In this investigation, the effect of a humanized IgG1 monoclonal antibody against IgE (TNX-901) was analyzed for its efficacy in patients with peanut allergy.
This reagent binds with high affinity to an epitope in the CH3 domain of IgE and masks the region that is responsible for binding to both high and low affinity Fc epsilon receptors.
The investigators conducted a double-blind randomized dose-ranging trial in 84 patients with a history of immediate hypersensitivity reaction to peanut.
The patients, aged 12 to 60 years, were first subjected to a double-blind placebo-controlled food challenge in order to definitively establish the diagnosis of peanut allergy and to determine the threshold dose of encapsulated peanut, which elicited allergic reactions.
The patients were subsequently randomly assigned to three doses of a drug (150, 300, and 450 mg or placebo) delivered subcutaneously every four weeks for four doses.
Four weeks following the fourth dose, the patients underwent a final oral food challenge. Indeed, there was a significant increase in the amount of peanut protein exposure required to trigger an allergic response in the patients treated with anti-IgE antibody.
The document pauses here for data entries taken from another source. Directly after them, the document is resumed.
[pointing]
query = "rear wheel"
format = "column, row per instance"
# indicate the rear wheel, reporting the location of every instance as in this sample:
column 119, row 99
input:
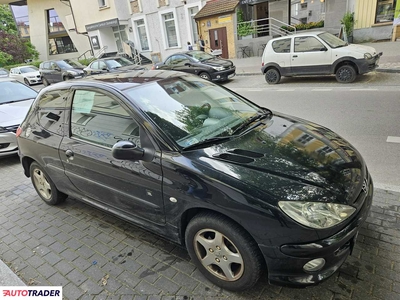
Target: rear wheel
column 346, row 74
column 45, row 82
column 272, row 76
column 205, row 76
column 44, row 186
column 223, row 251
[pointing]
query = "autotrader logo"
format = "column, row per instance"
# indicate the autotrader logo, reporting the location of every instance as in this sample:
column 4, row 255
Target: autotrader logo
column 38, row 292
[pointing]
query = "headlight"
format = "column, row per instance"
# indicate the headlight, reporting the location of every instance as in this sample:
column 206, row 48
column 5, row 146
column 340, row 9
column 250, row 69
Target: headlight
column 315, row 214
column 218, row 68
column 367, row 56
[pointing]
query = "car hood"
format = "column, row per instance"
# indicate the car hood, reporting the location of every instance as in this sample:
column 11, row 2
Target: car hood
column 14, row 113
column 292, row 159
column 354, row 48
column 218, row 62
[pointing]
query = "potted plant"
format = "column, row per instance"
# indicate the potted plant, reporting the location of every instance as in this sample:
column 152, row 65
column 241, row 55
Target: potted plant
column 244, row 29
column 348, row 25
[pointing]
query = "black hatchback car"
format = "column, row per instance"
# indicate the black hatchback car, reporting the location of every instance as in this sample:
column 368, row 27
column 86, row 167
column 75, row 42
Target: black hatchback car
column 53, row 71
column 246, row 190
column 199, row 63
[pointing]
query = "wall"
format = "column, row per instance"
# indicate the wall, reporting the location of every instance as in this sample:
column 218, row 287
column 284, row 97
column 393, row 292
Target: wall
column 213, row 22
column 38, row 28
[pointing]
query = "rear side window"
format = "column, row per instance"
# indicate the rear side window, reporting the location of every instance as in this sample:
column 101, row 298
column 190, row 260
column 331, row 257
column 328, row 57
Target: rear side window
column 281, row 46
column 98, row 118
column 51, row 111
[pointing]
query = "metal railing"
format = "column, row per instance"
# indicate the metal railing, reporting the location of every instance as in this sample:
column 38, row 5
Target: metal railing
column 268, row 27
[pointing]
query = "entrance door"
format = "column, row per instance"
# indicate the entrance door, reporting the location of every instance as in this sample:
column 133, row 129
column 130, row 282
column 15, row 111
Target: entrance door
column 218, row 40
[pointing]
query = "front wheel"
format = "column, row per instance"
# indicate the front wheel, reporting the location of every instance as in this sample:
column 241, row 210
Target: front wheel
column 223, row 251
column 205, row 76
column 272, row 76
column 44, row 186
column 346, row 74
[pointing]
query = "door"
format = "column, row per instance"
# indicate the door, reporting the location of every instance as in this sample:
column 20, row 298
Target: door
column 218, row 40
column 310, row 56
column 131, row 189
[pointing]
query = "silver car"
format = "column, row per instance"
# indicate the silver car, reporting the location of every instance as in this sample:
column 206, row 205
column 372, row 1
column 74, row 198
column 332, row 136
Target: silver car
column 15, row 100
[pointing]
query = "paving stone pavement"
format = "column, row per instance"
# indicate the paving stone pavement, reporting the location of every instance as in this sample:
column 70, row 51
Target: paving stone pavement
column 94, row 255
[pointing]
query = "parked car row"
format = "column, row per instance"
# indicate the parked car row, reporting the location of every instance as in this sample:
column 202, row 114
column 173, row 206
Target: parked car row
column 199, row 165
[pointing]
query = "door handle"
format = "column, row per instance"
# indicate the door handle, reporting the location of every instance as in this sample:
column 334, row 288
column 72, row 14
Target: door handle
column 69, row 154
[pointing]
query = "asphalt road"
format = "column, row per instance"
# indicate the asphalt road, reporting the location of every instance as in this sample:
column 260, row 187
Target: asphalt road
column 366, row 113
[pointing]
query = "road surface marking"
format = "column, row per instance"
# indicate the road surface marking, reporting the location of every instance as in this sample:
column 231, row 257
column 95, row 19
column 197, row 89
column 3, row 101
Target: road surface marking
column 393, row 139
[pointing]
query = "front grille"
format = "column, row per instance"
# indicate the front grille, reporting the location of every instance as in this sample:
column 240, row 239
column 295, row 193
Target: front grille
column 12, row 128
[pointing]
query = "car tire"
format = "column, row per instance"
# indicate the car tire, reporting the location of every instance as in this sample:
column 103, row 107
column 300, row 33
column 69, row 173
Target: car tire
column 213, row 241
column 205, row 76
column 44, row 186
column 272, row 76
column 45, row 82
column 346, row 74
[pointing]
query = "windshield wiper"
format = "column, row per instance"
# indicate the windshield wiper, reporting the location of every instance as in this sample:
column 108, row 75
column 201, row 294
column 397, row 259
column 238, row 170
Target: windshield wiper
column 256, row 117
column 209, row 142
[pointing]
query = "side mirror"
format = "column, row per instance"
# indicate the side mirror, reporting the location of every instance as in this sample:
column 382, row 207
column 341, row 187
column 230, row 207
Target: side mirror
column 127, row 151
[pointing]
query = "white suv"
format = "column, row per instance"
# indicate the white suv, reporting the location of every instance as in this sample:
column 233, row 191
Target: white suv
column 316, row 53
Importantly, the increase was related to the dose of the anti-IgE. For example, at the high dose of anti-IgE (450 mg) the oral food challenge threshold increased to 2,627 mg compared with 710 mg in the placebo group. This is a significant increase that may provide protection from a serious allergic reaction to a dose of allergen that would be expected from inadvertent exposures (e.g. from a threshold of approximately one-half of a peanut to almost 9 peanuts).
While there will be many hurdles (economic and clinical) to overcome before the eventual approval of anti-IgE for peanut allergy, these results represent significant and exciting opportunities for future therapy. They also provide definitive evidence that IgE-mediated pathways are indeed primarily responsible for peanut and probably other food allergen-induced immediate allergic reactions in humans.
Leung DYM et al. N Engl J Med 2003; 348:986-993.